À ce rythme, ils n’étaient pas sortis de l’auberge. Alyson n’osa pas vérifier la durée exacte prévue pour leur transport de peur de déprimer. Quelle idée saugrenue avait-elle eu d’effectuer ce voyage en compagnie de cet homme ?

— Je ferais mal mon métier si je m’ouvrais aussi facilement à vous et chercher pas à détourner la conversation sur votre personne.

Cet homme était bien différent de son cercle habituel. Une expérience à la fois intrigante et déstabilisante.

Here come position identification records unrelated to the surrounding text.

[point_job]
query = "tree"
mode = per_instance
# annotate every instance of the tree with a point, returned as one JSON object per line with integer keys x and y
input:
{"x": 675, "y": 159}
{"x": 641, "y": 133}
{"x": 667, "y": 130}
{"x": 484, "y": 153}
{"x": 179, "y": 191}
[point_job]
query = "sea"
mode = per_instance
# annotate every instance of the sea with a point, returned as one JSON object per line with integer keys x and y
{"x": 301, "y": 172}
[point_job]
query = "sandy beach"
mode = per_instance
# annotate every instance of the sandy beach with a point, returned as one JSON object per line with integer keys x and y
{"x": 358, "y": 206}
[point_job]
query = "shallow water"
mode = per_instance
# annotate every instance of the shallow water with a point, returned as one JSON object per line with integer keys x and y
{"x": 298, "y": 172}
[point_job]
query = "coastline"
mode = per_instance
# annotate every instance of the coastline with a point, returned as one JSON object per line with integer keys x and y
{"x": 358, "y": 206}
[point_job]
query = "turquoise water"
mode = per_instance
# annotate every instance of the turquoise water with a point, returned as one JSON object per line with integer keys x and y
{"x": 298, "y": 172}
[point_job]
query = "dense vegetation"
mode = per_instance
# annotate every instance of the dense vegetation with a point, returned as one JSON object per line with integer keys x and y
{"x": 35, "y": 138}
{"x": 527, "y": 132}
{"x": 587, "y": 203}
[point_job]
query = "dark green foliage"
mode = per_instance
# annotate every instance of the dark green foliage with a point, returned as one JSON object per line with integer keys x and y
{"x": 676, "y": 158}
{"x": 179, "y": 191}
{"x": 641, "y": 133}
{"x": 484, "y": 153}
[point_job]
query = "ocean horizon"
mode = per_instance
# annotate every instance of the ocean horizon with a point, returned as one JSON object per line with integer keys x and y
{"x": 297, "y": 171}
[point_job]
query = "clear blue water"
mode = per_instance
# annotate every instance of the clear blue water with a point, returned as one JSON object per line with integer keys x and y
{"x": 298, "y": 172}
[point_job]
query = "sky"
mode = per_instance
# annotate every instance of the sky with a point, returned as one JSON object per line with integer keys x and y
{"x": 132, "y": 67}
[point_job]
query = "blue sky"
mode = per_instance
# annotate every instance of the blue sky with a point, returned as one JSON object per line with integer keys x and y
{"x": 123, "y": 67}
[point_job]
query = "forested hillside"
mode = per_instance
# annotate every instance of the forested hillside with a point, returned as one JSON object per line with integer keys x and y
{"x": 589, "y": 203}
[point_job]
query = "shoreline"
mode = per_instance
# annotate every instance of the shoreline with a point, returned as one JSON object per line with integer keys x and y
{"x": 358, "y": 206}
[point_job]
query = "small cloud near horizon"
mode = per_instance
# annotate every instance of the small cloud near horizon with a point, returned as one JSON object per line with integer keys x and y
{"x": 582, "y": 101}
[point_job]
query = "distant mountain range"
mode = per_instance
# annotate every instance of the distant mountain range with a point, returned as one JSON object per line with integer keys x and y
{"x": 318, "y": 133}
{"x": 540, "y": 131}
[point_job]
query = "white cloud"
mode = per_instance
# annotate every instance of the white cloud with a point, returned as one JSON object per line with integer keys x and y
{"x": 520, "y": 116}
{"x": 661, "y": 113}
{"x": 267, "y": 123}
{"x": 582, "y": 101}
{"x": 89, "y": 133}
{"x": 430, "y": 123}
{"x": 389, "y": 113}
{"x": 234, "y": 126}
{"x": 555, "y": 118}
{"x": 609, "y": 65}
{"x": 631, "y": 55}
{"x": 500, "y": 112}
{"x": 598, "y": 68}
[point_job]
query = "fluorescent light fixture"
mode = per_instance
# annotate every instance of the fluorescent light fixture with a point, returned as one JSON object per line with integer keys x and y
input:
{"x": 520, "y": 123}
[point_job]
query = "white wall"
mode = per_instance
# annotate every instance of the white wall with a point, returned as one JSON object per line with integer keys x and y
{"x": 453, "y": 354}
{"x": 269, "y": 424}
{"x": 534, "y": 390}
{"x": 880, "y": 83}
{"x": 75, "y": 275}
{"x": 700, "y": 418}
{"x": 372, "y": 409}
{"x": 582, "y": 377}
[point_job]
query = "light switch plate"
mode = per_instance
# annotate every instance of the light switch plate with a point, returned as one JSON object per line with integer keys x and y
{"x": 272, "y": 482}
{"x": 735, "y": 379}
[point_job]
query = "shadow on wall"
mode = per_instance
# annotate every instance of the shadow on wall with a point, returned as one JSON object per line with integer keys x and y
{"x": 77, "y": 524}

Remarquant que le visage de sa cliente se renfrognait, Hadrien décida de lâcher un peu leste. Son intention n’était pas de se la mettre à dos. Le séjour tout comme le reste de son enquête n’en ressortiraient que plus compliqués. Et il avait assez de complications dans son existence ces derniers mois.

— Pas vraiment. Ça m’est tombé dessus un peu par hasard. Il s’avère que je suis plutôt bon dans mon domaine.

Alyson soupçonnait qu’il y avait une histoire intéressante là-dessous, mais visiblement elle ne la connaitrait pas aujourd’hui.

— Que fait-on maintenant ?

— On se rend à l’hôtel, j’en ai pris un non loin de notre cible, mais suffisamment à distance pour limiter les risques qu’il ne vous remarque.

Hadrien héla un taxi au sortir de la gare qui les conduisit rapidement à leurs destinations. Le détective laissa un généreux pourboire. Alyson espérait qu’il ne le lui facturait pas. Elle ne prévoyait pas de consacrer un budget exorbitant à cette enquête. Son inquiétude n’échappa pas à Hadrien qui aurait pu la rassurer, mais préféra s’abstenir. Il était préférable qu’il ne se prive pas d’une rallonge éventuelle en expliquant qu’il avait une caisse prévue pour les extras sous réserve que ceux-ci ne s’avéraient pas démesurés. Il était toujours utile de se mettre dans la poche tout un certain nombre de personnes (chauffeur, portier…).